Il disegno originale e la prima direzione dei lavori furono affidati al celebre architetto fiorentino Arnolfo di Cambio. Tuttavia, come spesso accadeva per progetti di tale grandezza, il cantiere fu caratterizzato da interruzioni e successive riprese, vedendo il contributo e la supervisione di maestri illustri. Tra coloro che si succedettero nella direzione dei lavori e lasciarono un segno indelebile vi furono il pittore e architetto Giotto (a cui si deve il magnifico Campanile), Francesco Talenti e Giovanni di Lapo Ghini.
Il momento di massimo splendore e realizzazione tecnica giunse nel 1436 con il completamento della Cupola, l’innovazione ingegneristica che definisce l’orizzonte fiorentino. L’ardita struttura, progettata e realizzata dal genio di Filippo Brunelleschi, fu un’impresa senza precedenti. Al momento del suo completamento, la Cattedrale di Santa Maria del Fiore fu riconosciuta come la più grande chiesa del mondo; oggi, pur essendole succedute altre, detiene ancora il prestigioso titolo di terza chiesa per dimensioni a livello mondiale.

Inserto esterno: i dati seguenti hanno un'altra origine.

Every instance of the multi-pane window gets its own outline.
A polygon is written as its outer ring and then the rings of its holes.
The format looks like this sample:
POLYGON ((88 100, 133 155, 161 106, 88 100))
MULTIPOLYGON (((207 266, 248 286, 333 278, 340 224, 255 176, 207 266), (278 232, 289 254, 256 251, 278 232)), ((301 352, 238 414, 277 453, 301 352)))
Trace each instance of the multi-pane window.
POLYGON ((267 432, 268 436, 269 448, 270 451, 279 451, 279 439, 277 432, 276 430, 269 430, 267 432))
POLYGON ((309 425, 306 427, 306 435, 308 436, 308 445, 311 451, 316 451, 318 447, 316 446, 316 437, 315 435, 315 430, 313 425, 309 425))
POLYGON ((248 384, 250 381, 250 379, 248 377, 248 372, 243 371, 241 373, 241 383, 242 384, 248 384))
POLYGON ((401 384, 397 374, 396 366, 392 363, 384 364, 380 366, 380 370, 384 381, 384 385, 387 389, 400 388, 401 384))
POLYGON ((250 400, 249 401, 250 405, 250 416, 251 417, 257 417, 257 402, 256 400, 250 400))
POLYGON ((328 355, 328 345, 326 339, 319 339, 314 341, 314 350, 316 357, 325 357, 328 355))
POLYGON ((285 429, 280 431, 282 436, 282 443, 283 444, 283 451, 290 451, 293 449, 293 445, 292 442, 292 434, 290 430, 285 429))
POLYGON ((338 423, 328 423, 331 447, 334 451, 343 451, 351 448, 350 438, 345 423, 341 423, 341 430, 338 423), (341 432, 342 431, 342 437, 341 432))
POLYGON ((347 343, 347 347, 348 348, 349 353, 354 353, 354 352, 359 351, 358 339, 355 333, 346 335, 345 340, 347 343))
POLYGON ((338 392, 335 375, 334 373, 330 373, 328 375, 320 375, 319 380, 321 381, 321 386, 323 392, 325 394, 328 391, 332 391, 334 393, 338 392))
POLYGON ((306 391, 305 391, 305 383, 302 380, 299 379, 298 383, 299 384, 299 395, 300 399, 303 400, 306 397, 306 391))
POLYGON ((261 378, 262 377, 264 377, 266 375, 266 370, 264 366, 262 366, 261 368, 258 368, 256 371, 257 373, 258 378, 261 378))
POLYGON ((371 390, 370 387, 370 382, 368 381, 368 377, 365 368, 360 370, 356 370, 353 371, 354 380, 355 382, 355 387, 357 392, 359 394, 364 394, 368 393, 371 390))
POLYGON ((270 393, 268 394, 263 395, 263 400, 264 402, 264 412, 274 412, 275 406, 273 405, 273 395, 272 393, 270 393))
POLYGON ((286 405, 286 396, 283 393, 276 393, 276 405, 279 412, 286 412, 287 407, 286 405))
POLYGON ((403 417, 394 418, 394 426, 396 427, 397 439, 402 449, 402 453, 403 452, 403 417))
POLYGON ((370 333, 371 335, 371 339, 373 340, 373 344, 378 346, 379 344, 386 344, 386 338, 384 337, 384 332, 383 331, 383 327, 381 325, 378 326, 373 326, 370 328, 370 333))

Le sue dimensioni sono effettivamente imponenti e testimoniano la grandezza della sua concezione. La Cattedrale si estende per una lunghezza complessiva di 153 metri. La larghezza varia sensibilmente, misurando 38 metri nelle navate e raggiungendo i 90 metri a livello del transetto. All’interno, l’altezza della navata si innalza per 55 metri. La meraviglia del Brunelleschi raggiunge un’altezza esterna di 88 metri e viene coronata dall’elegante lanterna, che aggiunge ulteriori 20 metri alla struttura, sfiorando i 108 metri totali.
Nonostante l’antichità della struttura principale, l’aspetto esterno che i visitatori ammirano oggi è frutto di un intervento successivo: la facciata attuale è di realizzazione molto più recente, essendo stata completata nel 1887 su progetto dell’Architetto Emilio De Fabris.